If this explanation is correct, it leads to a few conclusions. First, Hezbollah will accept what is available or affordable, even if it is decades old. In that context, a contemporary arms relationship with North Korea—able to undercut other suppliers in price—makes sense. Secondly, Iran may have a greater role than merely as a logistical link in the chain: it may actively direct procurement for its non-state militant friends in the region. Supporting this notion, the Secretary of Iran’s Expediency Discernment Council was recently quoted on state television as saying that “Palestinian resistance missiles are the blessing of Iran’s transfer of technology.” Finally, Iran may actively endorse the supply of North Korean-made products when Tehran cannot fill a particular order itself.
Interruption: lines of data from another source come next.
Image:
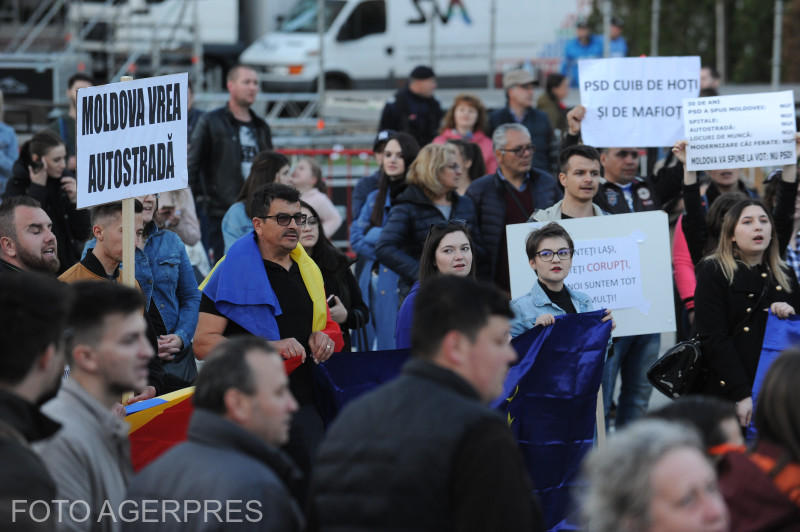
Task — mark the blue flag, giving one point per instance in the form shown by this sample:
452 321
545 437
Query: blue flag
549 398
779 335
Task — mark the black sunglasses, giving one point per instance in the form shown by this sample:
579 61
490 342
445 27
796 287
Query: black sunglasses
627 153
285 219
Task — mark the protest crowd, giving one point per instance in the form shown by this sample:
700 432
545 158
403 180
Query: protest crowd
467 409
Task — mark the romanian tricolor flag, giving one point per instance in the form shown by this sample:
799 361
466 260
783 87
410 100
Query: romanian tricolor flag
157 424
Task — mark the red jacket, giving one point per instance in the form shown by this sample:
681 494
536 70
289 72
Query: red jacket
758 501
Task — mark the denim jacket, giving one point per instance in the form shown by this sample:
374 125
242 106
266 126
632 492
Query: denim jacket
363 237
535 303
378 283
167 279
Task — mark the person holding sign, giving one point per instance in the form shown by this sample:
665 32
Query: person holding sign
550 250
580 177
221 151
622 189
509 196
583 46
40 173
698 231
736 285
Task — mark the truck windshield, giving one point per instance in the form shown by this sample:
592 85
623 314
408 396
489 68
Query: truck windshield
303 17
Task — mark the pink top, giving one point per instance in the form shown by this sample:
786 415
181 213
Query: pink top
682 266
479 138
330 217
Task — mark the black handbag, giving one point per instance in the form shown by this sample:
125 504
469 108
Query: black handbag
680 371
180 371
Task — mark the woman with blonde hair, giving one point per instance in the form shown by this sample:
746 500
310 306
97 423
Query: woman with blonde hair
467 120
736 284
429 198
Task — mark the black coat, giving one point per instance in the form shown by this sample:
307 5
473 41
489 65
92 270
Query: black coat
421 453
222 461
339 281
538 126
406 228
488 195
649 193
71 227
23 475
731 325
215 158
416 115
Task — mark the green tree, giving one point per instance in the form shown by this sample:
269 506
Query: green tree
688 27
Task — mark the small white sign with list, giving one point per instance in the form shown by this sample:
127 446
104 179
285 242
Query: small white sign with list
740 131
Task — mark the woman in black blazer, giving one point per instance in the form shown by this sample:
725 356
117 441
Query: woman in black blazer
736 285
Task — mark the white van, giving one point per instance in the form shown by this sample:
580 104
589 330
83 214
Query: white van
372 44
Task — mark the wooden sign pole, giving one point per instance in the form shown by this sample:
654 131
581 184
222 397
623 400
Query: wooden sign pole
128 234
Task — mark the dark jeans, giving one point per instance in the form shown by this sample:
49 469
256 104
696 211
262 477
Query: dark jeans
305 435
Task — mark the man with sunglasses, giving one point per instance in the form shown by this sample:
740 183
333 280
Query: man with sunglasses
509 196
622 189
518 85
268 286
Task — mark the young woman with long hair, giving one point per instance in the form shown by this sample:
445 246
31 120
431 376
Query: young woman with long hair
467 119
378 283
447 251
428 199
344 297
736 284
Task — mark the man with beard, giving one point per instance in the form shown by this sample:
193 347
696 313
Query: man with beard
268 286
35 308
27 242
108 353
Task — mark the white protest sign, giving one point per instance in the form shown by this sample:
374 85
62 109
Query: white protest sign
131 139
622 262
636 101
740 131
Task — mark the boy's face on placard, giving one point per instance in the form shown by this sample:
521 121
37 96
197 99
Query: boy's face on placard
555 270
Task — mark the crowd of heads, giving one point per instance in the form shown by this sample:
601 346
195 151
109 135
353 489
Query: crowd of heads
656 474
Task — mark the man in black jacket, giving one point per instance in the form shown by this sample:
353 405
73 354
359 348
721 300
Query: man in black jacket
424 452
414 109
519 109
221 151
27 242
243 408
509 196
33 311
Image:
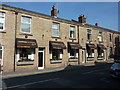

North Korean 122mm rockets and fuses were shipped by or through Iran several times, complementing the Soviet/Russian- and Syrian-produced variants that are likely also in Hamas and Hezbollah arsenals.
None of these postulations can be proven as fact, but as new details arise and other arms shipments bound for Hamas or Hezbollah are seized, they should be kept in mind. If the Telegraph’s sources prove correct and a restocking campaign with North Korean assistance is underway, we may not have to wait very long for more information.
 Personal conversation with the author, April 2014.